In the beginning, the service’s pull-list of problem cartridges averaged 100 tapes per month. Two years later, the pull-list is down in the single digits. "Over time we have identified and removed the problem 3480 tapes from the library," says Singleton. But, they still have some of the original 10-year-old 3480 MTCs in the library ... those that continue to perform up to industry standards.
G.P.
***
SIDEBAR 2:
Home Office Improvement: Michigan Retailer Uses Tape Management for Thousands of VSE Tapes
ACO Hardware is known to do-it-yourselfers throughout Michigan as the friendly place to purchase what they need for those weekend home improvement projects. In its 39 locations, the Farmington Hills-based retailer stocks tens of thousands of hardware items to assist homeowners in their improvement successes.
But the ACO computer operations staff, which manages the mainframe applications that keeps track of all of those warehouse items and the 39 stores in the chain, had a real problem last year. Tape management is a critical part of ACO’s bet-your-business inventory system. The job of keeping track of 5,000 tapes for the tape drives – two 3430s, two 3490s and one 3420 – for its IBM 9221 model 30 mainframe became difficult when upgrades to their VSE-based tape management product were not delivered.
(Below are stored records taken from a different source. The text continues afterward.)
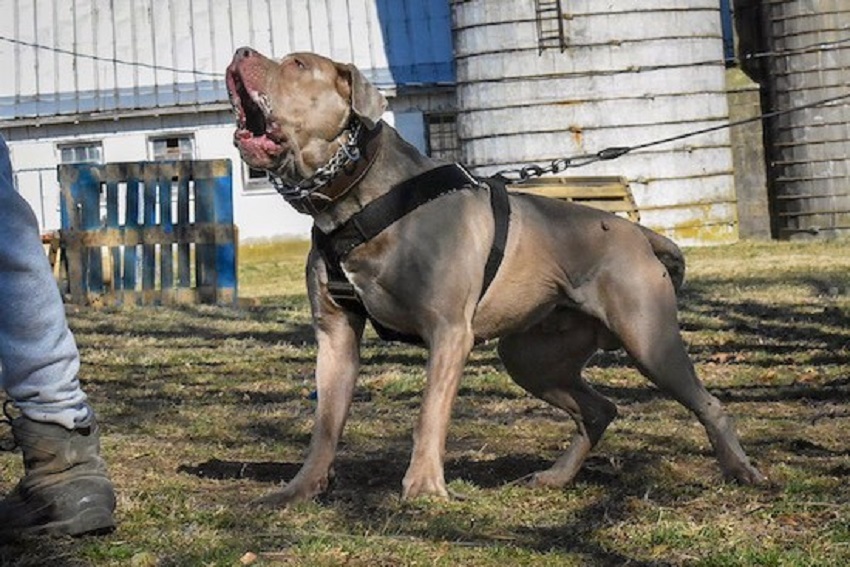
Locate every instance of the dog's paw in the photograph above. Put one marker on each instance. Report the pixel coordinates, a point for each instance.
(292, 493)
(418, 487)
(747, 475)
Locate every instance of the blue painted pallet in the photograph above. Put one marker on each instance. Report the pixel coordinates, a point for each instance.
(149, 232)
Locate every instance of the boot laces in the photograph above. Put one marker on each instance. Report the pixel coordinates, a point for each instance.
(7, 445)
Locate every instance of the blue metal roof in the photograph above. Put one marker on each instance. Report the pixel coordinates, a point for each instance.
(409, 43)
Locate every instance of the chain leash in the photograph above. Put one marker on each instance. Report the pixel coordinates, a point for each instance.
(527, 172)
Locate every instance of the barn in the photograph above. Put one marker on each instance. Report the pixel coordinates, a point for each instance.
(496, 85)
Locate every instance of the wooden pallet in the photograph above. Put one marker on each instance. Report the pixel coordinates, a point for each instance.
(609, 193)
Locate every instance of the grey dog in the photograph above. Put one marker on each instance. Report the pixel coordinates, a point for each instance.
(571, 280)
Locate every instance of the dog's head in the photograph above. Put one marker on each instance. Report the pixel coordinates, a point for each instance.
(292, 115)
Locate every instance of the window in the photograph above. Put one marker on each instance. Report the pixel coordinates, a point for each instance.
(174, 147)
(256, 179)
(443, 142)
(550, 16)
(86, 152)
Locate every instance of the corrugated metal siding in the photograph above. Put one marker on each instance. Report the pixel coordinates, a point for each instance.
(87, 56)
(631, 72)
(809, 61)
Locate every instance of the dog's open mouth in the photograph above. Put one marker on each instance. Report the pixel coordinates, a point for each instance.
(258, 137)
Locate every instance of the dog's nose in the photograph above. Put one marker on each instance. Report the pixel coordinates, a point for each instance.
(244, 53)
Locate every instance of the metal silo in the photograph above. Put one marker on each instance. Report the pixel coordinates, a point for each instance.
(544, 79)
(808, 60)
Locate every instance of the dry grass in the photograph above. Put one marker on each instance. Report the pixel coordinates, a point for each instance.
(206, 408)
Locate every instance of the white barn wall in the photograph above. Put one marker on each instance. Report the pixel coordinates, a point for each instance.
(52, 97)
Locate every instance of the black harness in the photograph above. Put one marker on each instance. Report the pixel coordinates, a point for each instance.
(401, 200)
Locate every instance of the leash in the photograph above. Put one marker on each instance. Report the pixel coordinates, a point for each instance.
(561, 164)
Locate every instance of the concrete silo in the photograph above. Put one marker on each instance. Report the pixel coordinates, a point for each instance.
(545, 79)
(807, 55)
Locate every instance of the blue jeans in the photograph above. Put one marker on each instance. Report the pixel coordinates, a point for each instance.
(38, 353)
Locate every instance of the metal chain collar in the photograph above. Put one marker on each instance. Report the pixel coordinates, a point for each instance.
(348, 153)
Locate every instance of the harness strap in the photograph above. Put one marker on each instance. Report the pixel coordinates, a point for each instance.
(401, 200)
(501, 215)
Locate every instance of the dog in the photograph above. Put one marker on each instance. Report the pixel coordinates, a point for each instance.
(570, 280)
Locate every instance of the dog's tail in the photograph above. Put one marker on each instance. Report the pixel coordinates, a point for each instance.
(669, 254)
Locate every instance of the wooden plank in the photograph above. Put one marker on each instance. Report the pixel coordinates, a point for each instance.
(112, 222)
(166, 257)
(131, 222)
(205, 234)
(149, 248)
(184, 270)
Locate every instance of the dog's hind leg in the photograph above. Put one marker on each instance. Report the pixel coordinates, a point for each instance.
(640, 309)
(547, 361)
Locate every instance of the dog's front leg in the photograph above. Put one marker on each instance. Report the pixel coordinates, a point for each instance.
(447, 356)
(338, 333)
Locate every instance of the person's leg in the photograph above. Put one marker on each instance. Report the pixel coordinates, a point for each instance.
(37, 350)
(65, 489)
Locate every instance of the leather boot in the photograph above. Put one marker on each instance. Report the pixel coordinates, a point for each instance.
(65, 489)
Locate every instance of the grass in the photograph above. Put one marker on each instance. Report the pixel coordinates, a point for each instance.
(206, 408)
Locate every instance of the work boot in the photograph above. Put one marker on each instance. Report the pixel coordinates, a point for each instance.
(65, 489)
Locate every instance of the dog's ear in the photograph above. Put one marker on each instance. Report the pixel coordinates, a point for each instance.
(367, 102)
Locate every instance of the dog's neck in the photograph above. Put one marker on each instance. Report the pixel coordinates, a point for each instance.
(394, 158)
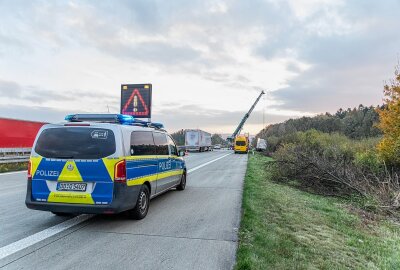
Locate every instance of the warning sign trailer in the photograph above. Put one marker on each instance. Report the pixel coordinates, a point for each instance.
(136, 100)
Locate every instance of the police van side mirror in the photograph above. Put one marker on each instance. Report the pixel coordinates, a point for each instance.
(181, 153)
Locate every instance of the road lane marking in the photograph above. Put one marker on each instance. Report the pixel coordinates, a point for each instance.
(207, 163)
(40, 236)
(49, 232)
(8, 173)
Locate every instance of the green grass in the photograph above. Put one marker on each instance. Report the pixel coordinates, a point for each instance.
(286, 228)
(10, 167)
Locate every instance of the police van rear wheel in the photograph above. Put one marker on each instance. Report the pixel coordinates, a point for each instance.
(142, 204)
(182, 184)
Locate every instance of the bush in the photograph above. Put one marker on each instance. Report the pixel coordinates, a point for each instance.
(336, 165)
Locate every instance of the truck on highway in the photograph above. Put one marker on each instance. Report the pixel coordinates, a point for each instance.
(197, 140)
(261, 145)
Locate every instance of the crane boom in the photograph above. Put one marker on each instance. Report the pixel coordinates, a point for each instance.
(246, 116)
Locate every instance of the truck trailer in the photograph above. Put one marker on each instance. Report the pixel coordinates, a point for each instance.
(197, 140)
(261, 145)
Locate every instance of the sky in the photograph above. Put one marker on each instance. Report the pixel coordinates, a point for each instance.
(207, 60)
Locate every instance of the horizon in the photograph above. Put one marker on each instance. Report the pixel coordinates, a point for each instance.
(207, 61)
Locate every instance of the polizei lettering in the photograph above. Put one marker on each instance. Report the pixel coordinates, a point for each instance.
(47, 173)
(165, 165)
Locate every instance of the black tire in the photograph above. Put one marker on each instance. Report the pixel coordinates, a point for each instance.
(142, 204)
(182, 184)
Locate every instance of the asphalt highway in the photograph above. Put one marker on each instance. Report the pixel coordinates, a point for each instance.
(193, 229)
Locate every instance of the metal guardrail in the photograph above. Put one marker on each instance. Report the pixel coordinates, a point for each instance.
(14, 155)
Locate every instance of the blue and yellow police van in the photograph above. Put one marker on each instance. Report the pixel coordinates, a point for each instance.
(102, 164)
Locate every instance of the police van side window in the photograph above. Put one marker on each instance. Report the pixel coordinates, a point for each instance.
(160, 139)
(142, 144)
(172, 146)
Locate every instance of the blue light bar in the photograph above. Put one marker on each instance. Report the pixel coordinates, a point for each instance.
(112, 118)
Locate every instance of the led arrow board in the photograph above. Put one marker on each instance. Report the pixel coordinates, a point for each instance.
(136, 100)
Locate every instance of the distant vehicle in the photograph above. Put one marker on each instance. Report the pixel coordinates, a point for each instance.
(217, 146)
(102, 164)
(241, 144)
(197, 140)
(261, 145)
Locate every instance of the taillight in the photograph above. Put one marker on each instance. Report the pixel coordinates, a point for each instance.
(30, 170)
(120, 172)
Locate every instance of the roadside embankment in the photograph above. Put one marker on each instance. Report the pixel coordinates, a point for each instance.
(286, 228)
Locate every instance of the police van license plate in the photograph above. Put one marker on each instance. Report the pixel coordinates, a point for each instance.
(72, 187)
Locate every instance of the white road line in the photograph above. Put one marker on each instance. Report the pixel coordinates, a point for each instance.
(49, 232)
(1, 174)
(40, 236)
(207, 163)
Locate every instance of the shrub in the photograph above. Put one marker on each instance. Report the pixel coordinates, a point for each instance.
(336, 165)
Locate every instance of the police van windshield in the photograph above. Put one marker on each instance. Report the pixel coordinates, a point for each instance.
(76, 143)
(240, 143)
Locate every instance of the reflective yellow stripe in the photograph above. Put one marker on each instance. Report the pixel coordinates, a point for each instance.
(70, 197)
(35, 161)
(153, 177)
(110, 165)
(70, 173)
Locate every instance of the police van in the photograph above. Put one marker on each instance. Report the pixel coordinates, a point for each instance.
(104, 164)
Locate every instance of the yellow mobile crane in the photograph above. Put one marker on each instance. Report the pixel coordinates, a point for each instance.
(241, 143)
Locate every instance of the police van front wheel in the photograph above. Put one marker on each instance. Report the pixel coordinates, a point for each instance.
(142, 204)
(182, 184)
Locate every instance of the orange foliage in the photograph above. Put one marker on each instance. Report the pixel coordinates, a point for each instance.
(389, 147)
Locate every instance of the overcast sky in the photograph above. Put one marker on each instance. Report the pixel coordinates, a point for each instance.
(207, 60)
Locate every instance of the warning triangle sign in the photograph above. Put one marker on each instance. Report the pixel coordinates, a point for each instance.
(135, 105)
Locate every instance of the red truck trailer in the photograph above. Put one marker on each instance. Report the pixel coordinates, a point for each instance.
(18, 133)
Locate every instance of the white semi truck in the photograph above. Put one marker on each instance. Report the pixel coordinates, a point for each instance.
(197, 140)
(261, 145)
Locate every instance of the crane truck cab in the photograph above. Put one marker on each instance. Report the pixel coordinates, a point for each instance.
(241, 144)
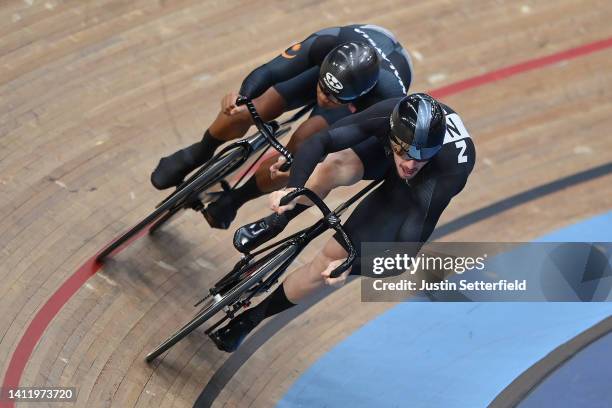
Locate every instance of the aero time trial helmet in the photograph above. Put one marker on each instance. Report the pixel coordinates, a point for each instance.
(349, 71)
(418, 126)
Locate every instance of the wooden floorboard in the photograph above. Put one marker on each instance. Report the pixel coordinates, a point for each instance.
(93, 93)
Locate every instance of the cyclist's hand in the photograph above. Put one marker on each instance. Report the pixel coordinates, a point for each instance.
(340, 280)
(228, 104)
(275, 168)
(275, 198)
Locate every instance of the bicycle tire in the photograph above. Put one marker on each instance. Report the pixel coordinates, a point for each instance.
(227, 299)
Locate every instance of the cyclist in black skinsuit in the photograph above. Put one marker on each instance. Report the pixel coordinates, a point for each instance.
(429, 156)
(297, 77)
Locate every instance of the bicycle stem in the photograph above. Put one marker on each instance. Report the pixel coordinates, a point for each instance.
(266, 131)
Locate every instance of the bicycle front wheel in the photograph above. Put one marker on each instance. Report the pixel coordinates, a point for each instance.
(227, 299)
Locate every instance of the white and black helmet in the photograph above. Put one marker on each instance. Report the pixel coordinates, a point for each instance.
(418, 127)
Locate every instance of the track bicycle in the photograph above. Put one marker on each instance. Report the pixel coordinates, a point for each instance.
(256, 273)
(193, 193)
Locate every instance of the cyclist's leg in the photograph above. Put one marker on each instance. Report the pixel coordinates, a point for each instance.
(172, 169)
(302, 282)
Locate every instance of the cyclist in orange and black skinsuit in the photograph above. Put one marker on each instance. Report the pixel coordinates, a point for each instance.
(293, 79)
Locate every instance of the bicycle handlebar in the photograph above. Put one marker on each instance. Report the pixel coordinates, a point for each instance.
(332, 220)
(266, 130)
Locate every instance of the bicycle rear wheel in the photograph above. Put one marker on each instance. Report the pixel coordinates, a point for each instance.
(226, 299)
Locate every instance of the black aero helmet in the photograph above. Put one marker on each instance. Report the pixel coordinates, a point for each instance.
(418, 126)
(349, 71)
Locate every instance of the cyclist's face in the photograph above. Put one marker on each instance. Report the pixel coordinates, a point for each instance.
(407, 168)
(326, 101)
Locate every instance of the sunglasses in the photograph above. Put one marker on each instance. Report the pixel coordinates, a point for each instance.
(329, 95)
(402, 151)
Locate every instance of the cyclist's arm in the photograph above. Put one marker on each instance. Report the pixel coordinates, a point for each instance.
(292, 62)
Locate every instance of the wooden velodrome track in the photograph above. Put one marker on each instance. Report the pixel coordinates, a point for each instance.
(92, 93)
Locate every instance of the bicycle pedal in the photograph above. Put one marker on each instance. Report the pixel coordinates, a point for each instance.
(225, 185)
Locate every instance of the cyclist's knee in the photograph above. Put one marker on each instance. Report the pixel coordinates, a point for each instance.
(270, 104)
(338, 169)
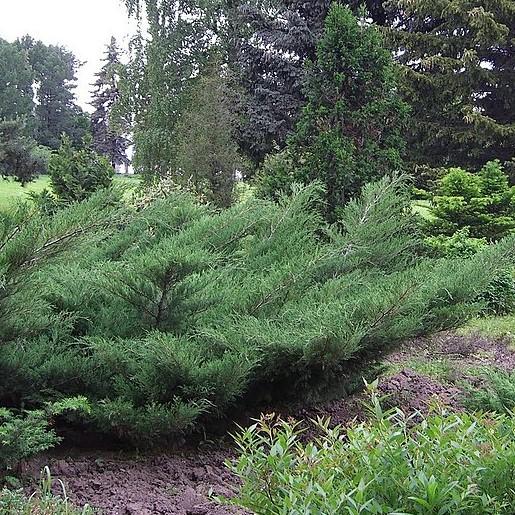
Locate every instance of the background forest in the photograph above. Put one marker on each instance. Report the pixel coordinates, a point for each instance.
(319, 182)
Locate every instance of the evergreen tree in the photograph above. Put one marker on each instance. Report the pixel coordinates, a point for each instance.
(54, 70)
(16, 79)
(76, 174)
(207, 153)
(20, 157)
(274, 40)
(160, 74)
(108, 139)
(459, 62)
(350, 131)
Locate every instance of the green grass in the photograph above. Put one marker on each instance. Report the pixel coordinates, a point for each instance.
(11, 191)
(494, 327)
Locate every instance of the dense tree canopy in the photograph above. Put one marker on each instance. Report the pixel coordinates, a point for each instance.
(458, 57)
(20, 157)
(108, 138)
(350, 131)
(16, 80)
(54, 74)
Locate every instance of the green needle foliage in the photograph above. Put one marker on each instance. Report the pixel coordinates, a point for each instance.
(168, 316)
(350, 131)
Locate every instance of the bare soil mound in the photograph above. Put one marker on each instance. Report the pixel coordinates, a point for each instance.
(183, 482)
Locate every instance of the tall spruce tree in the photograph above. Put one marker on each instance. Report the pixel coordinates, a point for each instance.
(56, 110)
(458, 58)
(350, 131)
(16, 79)
(207, 153)
(178, 45)
(274, 40)
(108, 138)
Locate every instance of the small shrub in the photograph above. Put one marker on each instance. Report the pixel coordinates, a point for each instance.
(460, 244)
(76, 174)
(41, 503)
(445, 464)
(25, 434)
(483, 202)
(499, 296)
(22, 436)
(495, 392)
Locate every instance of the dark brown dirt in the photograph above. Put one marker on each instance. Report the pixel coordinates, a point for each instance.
(182, 482)
(463, 351)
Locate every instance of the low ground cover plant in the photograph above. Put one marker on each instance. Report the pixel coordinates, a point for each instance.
(168, 315)
(442, 464)
(42, 502)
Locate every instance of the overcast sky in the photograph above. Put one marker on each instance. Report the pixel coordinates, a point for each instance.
(83, 26)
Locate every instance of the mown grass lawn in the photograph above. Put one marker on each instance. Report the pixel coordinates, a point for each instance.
(11, 191)
(493, 327)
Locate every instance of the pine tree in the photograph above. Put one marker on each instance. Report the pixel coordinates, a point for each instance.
(108, 139)
(350, 131)
(458, 57)
(54, 71)
(20, 157)
(207, 154)
(274, 41)
(16, 79)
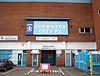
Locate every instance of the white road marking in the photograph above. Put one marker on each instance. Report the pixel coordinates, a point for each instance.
(9, 71)
(61, 71)
(30, 71)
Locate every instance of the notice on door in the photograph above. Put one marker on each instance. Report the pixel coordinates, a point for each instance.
(44, 67)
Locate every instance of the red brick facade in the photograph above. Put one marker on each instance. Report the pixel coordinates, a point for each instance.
(12, 22)
(12, 18)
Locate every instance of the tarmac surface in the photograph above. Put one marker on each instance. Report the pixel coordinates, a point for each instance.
(34, 71)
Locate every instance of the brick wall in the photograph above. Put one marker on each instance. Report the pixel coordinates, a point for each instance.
(12, 18)
(96, 7)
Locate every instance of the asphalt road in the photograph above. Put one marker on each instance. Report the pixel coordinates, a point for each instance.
(55, 71)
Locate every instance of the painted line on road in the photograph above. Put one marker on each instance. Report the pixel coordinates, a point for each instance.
(61, 71)
(9, 71)
(69, 73)
(30, 71)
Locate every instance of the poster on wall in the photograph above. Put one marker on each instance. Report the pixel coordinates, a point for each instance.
(46, 27)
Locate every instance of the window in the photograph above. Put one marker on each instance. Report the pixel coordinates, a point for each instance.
(86, 30)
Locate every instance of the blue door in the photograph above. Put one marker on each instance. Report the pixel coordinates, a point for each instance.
(34, 59)
(68, 59)
(49, 56)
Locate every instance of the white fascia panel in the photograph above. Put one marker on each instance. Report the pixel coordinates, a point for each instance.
(81, 45)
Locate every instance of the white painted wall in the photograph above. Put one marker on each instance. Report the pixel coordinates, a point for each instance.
(39, 45)
(15, 56)
(81, 45)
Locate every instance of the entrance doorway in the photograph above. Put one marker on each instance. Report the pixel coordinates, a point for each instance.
(49, 56)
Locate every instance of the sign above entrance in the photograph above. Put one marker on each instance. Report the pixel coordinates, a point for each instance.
(46, 38)
(47, 26)
(48, 47)
(8, 37)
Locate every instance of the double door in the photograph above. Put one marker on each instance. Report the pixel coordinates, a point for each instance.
(22, 59)
(49, 56)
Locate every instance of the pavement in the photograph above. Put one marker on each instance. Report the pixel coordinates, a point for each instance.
(54, 71)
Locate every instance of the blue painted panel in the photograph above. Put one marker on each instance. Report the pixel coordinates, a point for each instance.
(72, 1)
(81, 61)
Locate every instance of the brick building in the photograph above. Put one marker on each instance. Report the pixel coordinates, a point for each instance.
(29, 31)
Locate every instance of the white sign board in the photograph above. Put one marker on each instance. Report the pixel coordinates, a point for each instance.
(8, 37)
(47, 38)
(44, 66)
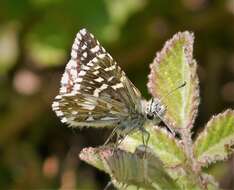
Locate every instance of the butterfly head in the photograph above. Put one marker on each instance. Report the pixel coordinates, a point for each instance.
(155, 110)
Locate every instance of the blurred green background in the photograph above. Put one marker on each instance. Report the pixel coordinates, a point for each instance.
(36, 150)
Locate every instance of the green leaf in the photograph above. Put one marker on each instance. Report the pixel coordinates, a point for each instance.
(216, 141)
(130, 169)
(138, 169)
(173, 66)
(166, 147)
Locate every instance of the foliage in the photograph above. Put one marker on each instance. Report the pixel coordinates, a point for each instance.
(170, 162)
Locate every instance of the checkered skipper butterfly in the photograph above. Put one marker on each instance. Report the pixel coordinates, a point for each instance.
(96, 92)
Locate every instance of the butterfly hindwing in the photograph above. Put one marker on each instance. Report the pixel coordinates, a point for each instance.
(94, 90)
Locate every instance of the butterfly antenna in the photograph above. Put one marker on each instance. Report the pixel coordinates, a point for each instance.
(108, 185)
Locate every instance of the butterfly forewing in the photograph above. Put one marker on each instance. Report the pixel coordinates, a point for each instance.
(94, 90)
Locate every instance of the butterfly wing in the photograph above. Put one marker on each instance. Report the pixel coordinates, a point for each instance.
(94, 90)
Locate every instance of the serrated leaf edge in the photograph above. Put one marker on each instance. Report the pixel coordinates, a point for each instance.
(206, 159)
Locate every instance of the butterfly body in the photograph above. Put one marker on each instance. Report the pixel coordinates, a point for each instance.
(96, 92)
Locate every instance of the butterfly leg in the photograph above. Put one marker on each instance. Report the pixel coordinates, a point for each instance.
(145, 140)
(108, 185)
(111, 135)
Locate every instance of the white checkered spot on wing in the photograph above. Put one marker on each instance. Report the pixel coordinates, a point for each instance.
(97, 92)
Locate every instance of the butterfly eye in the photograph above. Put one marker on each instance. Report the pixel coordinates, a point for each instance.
(150, 116)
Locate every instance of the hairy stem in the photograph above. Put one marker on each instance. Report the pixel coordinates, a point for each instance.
(193, 168)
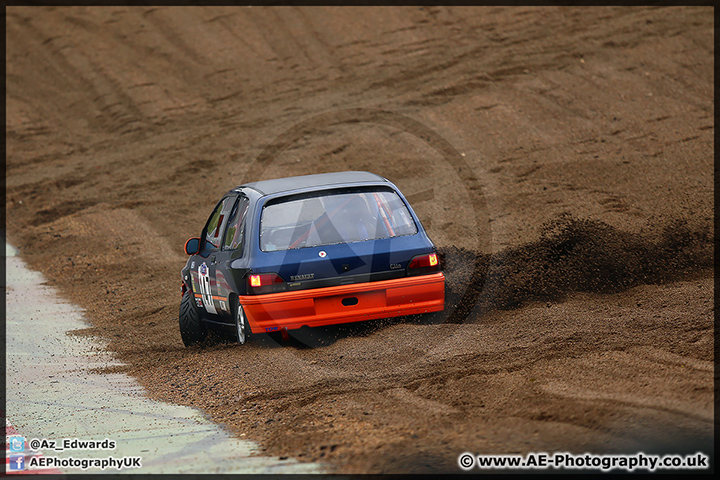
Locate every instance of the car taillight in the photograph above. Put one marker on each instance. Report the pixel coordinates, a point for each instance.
(265, 283)
(424, 264)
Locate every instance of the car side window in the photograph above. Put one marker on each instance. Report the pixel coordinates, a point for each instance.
(216, 224)
(235, 233)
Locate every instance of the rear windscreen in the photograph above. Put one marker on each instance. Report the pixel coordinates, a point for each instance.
(331, 218)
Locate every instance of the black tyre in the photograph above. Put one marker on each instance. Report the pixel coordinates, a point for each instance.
(192, 330)
(242, 329)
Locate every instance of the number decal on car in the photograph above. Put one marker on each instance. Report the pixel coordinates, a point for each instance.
(204, 281)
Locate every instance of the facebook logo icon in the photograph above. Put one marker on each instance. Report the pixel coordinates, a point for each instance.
(16, 462)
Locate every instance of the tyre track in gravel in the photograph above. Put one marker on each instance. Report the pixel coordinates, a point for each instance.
(556, 110)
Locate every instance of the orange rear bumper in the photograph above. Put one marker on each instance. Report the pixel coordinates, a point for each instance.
(345, 303)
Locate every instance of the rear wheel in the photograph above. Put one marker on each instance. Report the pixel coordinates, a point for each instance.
(192, 329)
(242, 330)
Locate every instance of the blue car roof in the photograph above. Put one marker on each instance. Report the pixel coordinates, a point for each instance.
(268, 187)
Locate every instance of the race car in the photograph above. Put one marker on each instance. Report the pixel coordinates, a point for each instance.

Ned Doerr, now Manager of Technical Services, who was initially at ACO on a consulting basis, did some research into tape management systems. Doerr believed that TAPE2000, an automated tape library management system from Software Engineering of America (SEA) of Franklin Square, N.Y., would be a good fit.
In evaluating the SEA product, Doerr found that TAPE2000 provided a superior CICS interface compared to that of the CA-Dynam/T product, which the ACO computer operations staff found to be "cumbersome" to use. TAPE2000 was also fully compatible with the most recent IBM release of VSE/ESA, which ACO is running, which was delayed in upgrading to the latest release of the mainframe operating system.
One of the key features of TAPE2000, from Doerr’s perspective, was the fact that TAPE2000 can run parallel with any existing tape management system. This meant the ACO computer operations staff could continue to work with the old vendor’s system until they were completely comfortable using the SEA product.
Installation
When he joined ACO officially as manager of technical services in January 1999, there were just three weeks remaining in the previous tape management vendor’s contract. Doerr had less than a month to complete the TAPE2000 implementation; as it turned out, he needed less the one weekend. "We had been told that TAPE2000 can be installed and operational in hours, with no hooks or IPLs required ... but seeing is believing," he says.
Doerr said the computer operations manager and staff quickly came to appreciate the flexibility of the TAPE2000 system. With the GUI interface, they can quickly move from screen to screen to get different views of the tape library system. TAPE2000 features ISPF, VTAM, GUI Windows and CICS interfaces. It requires no RE-IPLs and allows for multiple locations to be managed in one single database. TAPE2000 provides the operations staff with complete online tracking and management. TAPE2000 stores all information online and edits data as it is entered. TAPE2000 protects against overwriting tape files, offering immediate scratch protection and verification. TAPE2000 features complete online vaulting, tracking and management. It eliminates the need to run batch programs to find errors or process update requests.